No entanto, no desporto, que se quer veículo de promoção de hábitos saudáveis, há agentes futebolísticos que não respeitando nada nem ninguém, por pensarem que tudo podem e a tudo têm direito, decidiram no passado fim de semana iniciar uma nova “época de incêndios”. E esta, ao que parece, para durar até meados de maio de 2014. Dirigentes e treinadores, nas bancadas e nos campos, mostram o que de pior o desporto pode ter, quando à saudável competição se sobrepõem fortes interesses económicos e/ou razões que a razão desconhece. Responsáveis dos crónicos e habituais candidatos ao título, cada um à sua maneira deram (maus) exemplos ao País e à juventude que os idolatra, de como não se deve estar num recinto desportivo.
Deixando as picardias entre dirigentes de parte, pois, após a divulgação dos factos, facilmente se percebe que o caso ocorrido entre dirigentes (FCP e AFL) tem um passado nebuloso, as atitudes de dois treinadores, deixaram muito a desejar.
O treinador do FCP esteve muito mal ao atribuir a Jesus méritos que de todo ele não tem, tentando justificar dessa forma um resultado que se adivinhava mais dia, menos dia, pela intermitência das exibições dos seus comandados. Não vi o jogo, mas pelo resumo, penso que não foi pelo árbitro que o FCP não venceu, até porque, após o penálti “cri(tic)ado”, voltou a estar a vencer, deixando-se empatar novamente, perto do final. A acrescentar a isto, um clube que já usufruiu muitas vezes da benesse e concordância dos adversários, de jogar “fora de horas” em face da importância dos jogos europeus em que habitualmente está envolvido, entendo que também foi muito pouco ético não ter acedido a adiar este jogo, 24 horas.

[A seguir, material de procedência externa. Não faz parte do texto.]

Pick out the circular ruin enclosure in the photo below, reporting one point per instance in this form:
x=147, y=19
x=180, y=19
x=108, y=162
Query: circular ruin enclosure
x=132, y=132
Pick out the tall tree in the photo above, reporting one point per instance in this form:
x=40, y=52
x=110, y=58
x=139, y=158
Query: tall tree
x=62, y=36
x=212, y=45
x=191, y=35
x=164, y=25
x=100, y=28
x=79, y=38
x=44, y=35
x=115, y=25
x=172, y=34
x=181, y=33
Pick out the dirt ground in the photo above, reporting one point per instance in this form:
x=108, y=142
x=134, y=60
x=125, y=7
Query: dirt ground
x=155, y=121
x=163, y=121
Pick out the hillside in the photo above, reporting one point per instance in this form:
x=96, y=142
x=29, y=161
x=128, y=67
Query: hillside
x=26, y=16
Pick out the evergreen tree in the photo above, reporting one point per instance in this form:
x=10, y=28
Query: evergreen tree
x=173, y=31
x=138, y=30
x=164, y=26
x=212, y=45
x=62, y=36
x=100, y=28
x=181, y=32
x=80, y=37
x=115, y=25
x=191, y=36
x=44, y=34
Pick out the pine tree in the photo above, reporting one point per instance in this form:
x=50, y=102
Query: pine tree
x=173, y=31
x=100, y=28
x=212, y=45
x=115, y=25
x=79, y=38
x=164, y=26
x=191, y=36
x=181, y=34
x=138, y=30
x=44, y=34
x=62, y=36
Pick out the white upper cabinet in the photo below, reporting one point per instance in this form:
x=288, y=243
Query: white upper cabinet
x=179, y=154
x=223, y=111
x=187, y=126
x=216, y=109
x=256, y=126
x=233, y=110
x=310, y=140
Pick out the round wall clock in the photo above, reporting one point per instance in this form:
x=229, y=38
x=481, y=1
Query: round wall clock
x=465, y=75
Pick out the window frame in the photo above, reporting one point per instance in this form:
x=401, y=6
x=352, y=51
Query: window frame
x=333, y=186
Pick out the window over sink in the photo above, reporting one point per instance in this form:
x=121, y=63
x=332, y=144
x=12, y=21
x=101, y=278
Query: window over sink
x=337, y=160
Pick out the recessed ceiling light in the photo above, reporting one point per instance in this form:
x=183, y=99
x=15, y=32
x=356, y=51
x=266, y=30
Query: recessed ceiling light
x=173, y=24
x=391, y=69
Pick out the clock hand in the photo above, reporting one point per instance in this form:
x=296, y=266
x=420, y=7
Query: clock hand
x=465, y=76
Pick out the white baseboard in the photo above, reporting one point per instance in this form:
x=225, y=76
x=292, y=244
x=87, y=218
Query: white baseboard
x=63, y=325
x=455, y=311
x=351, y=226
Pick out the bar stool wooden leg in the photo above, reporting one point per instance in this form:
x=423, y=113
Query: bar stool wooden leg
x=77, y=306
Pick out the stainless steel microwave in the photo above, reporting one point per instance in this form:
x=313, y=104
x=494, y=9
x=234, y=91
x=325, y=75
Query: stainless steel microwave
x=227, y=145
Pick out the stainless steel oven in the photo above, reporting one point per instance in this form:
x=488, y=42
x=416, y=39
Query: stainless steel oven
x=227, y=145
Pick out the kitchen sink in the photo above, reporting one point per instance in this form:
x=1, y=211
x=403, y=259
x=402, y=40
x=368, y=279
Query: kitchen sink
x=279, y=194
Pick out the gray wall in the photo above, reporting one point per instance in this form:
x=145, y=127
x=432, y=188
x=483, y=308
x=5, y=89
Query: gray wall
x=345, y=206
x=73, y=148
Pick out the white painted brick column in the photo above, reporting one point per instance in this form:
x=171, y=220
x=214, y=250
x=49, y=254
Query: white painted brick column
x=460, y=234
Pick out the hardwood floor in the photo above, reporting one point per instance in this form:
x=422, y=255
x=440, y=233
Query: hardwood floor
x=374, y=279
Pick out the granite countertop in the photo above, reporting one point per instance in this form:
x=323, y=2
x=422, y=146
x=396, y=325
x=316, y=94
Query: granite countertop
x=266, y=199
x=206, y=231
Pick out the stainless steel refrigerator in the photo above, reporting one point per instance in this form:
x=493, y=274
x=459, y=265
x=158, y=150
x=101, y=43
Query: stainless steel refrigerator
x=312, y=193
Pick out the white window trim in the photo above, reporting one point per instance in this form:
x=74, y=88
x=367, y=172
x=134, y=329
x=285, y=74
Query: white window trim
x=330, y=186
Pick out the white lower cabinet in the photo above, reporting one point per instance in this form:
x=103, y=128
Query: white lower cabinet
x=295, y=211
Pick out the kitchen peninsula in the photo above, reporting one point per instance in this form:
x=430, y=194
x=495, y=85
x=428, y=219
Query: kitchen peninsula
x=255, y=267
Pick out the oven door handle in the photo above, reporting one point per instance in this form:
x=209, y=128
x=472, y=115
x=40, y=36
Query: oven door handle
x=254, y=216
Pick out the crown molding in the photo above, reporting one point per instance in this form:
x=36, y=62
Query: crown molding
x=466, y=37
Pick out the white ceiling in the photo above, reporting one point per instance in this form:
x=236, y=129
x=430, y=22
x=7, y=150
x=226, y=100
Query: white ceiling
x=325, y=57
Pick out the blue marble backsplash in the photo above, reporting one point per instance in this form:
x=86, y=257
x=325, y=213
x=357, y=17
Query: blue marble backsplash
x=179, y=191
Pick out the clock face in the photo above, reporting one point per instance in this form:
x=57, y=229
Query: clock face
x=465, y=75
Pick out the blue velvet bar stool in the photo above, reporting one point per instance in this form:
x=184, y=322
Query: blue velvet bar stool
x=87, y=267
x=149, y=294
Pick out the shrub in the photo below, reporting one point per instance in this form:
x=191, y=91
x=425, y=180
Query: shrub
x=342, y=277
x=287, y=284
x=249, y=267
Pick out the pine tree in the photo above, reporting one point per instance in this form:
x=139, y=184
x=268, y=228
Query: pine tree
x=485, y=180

Em Guimarães, o treinador do SLB esqueceu que vive num estado de direito, em que cada cidadão tem de saber respeitar os agentes de autoridade, principalmente quando eles no estrito cumprimento das suas obrigações entendem deter adeptos que invadiram um recinto de jogo. Num país de brandos costumes como o nosso, em que muita gente critica as forças de segurança por não intervirem mais vezes quando há distúrbios nas bancadas, não pode um treinador, por muito que queira ficar de bem com os adeptos do seu clube, ter aquele tipo de atitudes sob pena de estar também ele, ainda que não intencionalmente, a incentivar os restantes a desobedecer às autoridades.
Mas, e para que tudo não seja mau, um aplauso para o treinador do SCP (que já no SCB tinha este discurso) quando num jogo em que o árbitro não viu um penálti favorável à sua equipa, teve a honestidade de dizer, e passo a citar:
“Não vale a pena estar a falar de prejuízos e benefícios. As equipas que são beneficiadas não falam quando o são, e só falam quando não são. Os três grandes são normalmente mais beneficiados e seria uma hipocrisia estar a falar de arbitragens”.
Felizmente, digo eu, ainda há alguém com bom senso e que em época de incêndios no futebol, se mantém com um balde de água… à mão.